Ang, Hodrick, Xing & Zhang (2006) — The Cross-Section of Volatility and Expected Returns
Citation. Ang, A., Hodrick, R. J., Xing, Y., & Zhang, X. (2006). The Cross-Section of Volatility and Expected Returns. The Journal of Finance, 61(1), 259–299.
One-line takeaway. Stocks with high idiosyncratic volatility earn abnormally low average returns — the opposite of what a risk-based story predicts, and robust enough to launch a decade of follow-up work.
What the paper claims
Two related results. First, stocks with high sensitivity to aggregate volatility innovations (proxied by changes in the VIX) earn low average returns — consistent with aggregate volatility being a priced state variable investors will pay to hedge. Second, and more famously, stocks with high idiosyncratic volatility relative to the Fama–French three-factor model earn low average returns. The second result is the puzzle: idiosyncratic risk is diversifiable, so standard theory says it shouldn’t be priced at all — and if anything, under-diversification would predict a positive premium, not a negative one.
How they show it
Idiosyncratic volatility is measured as the standard deviation of residuals from a Fama–French 3-factor regression on daily returns within each month. Stocks are sorted into quintile portfolios on this measure and held the next month (value-weighted); the strategy is rebuilt monthly. Aggregate volatility risk is measured by sorting on stocks’ loadings on \Delta \text{VIX} (a factor they label FVIX). The headline is a spread portfolio: quintile 5 (high idio-vol) minus quintile 1 (low).
Key numbers
The high-minus-low idiosyncratic-volatility quintile spread is about −1.06% per month, and it stays large and significant — on the order of −1.3% per month — after adjusting for the FF3 factors. It survives controls for size, book-to-market, momentum, liquidity, volume, turnover, and leverage. The aggregate-volatility result is a similarly-sized negative premium on the \DeltaVIX loading.
What I’d push on
- Measurement fragility. The result is sensitive to design choices. Bali & Cakici (2008) show that switching between value- and equal-weighting, using different breakpoints (e.g. NYSE vs all stocks), or screening out low-priced / micro-cap names materially weakens or removes the spread. A replication has to fix these knobs before looking at returns.
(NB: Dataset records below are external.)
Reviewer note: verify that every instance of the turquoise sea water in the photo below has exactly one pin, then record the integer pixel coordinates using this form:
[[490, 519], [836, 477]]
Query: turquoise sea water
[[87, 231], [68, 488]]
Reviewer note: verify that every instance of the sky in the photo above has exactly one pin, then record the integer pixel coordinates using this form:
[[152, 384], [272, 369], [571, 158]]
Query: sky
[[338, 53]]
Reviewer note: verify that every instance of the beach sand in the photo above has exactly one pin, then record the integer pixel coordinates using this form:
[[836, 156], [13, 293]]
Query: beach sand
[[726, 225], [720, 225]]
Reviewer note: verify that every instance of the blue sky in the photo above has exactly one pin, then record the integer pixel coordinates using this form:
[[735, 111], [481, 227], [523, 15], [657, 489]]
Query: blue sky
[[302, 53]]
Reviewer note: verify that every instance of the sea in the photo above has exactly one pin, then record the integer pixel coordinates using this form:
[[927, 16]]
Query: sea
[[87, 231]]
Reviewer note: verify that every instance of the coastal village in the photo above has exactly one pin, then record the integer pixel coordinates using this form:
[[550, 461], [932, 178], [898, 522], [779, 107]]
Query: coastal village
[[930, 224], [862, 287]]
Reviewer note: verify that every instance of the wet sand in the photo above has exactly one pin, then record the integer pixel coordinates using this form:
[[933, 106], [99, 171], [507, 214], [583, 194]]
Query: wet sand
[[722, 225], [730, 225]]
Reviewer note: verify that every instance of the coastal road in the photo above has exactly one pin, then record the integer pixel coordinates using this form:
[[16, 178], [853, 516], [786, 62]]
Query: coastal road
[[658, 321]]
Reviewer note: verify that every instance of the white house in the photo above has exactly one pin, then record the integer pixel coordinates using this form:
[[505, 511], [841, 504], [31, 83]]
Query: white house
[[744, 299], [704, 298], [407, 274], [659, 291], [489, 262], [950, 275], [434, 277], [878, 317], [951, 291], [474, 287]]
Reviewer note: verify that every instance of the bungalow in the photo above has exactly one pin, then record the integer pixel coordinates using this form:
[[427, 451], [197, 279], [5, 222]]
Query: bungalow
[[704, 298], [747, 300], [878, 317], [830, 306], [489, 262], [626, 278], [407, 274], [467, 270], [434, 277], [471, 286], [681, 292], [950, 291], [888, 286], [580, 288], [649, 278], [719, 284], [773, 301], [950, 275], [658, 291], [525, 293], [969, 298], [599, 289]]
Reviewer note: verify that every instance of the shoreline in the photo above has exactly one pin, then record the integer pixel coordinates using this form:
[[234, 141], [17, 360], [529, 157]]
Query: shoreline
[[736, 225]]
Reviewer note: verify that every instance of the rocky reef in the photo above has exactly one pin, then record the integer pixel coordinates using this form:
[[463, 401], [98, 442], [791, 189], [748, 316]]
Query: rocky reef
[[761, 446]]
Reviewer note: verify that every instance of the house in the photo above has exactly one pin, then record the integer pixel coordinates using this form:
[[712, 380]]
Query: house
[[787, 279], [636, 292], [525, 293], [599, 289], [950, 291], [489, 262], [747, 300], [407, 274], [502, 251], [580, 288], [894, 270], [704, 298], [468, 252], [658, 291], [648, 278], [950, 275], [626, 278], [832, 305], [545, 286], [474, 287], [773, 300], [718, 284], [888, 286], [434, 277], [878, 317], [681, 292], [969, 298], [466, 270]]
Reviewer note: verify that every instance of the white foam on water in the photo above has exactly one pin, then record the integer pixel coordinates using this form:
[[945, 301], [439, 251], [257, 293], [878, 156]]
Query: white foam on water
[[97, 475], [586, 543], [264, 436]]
- Realised vs expected idio-vol. The sort uses last month’s realised idiosyncratic volatility as the conditioning variable. Fu (2009) argues that expected idiosyncratic volatility (EGARCH-modelled) is positively priced, and that the negative result is partly a mechanical consequence of using lagged realised vol when idio-vol is time-varying. This is the critique I find most interesting and would test first.
- Microstructure. Han & Lesmond (2011) attribute much of the effect to liquidity and bid-ask bounce contaminating the idio-vol estimate — a bias, not a premium.
- Is it really idio-vol, or lottery demand? Bali, Cakici & Whitelaw (2011) show a closely related MAX effect (low returns to stocks with extreme recent daily returns); controlling for MAX substantially reduces the idio-vol spread, pointing to a behavioural lottery-preference channel rather than volatility per se.
- Arbitrage asymmetry. Stambaugh, Yu & Yuan (2015) reconcile the sign: idio vol proxies for arbitrage risk, and because shorting is harder than buying, overpricing dominates — so high-idio-vol stocks are net overpriced and earn low returns, strongest among hard-to-short names and in high-sentiment periods.
How I’d replicate it
- CRSP daily returns → monthly FF3 residual volatility per stock; form value-weighted quintiles; compute the 5−1 spread and its FF3 alpha.
- Robustness grid: value vs equal weight × NYSE vs all-stock breakpoints × with/without a $5 price and micro-cap screen. Report the full grid, not the best cell — this is exactly the multiple-testing trap from my backtest-overfitting note.
- Horse-race realised idio-vol against an EGARCH expected-idio-vol measure (Fu) and against MAX (Bali–Cakici–Whitelaw) in the same regression.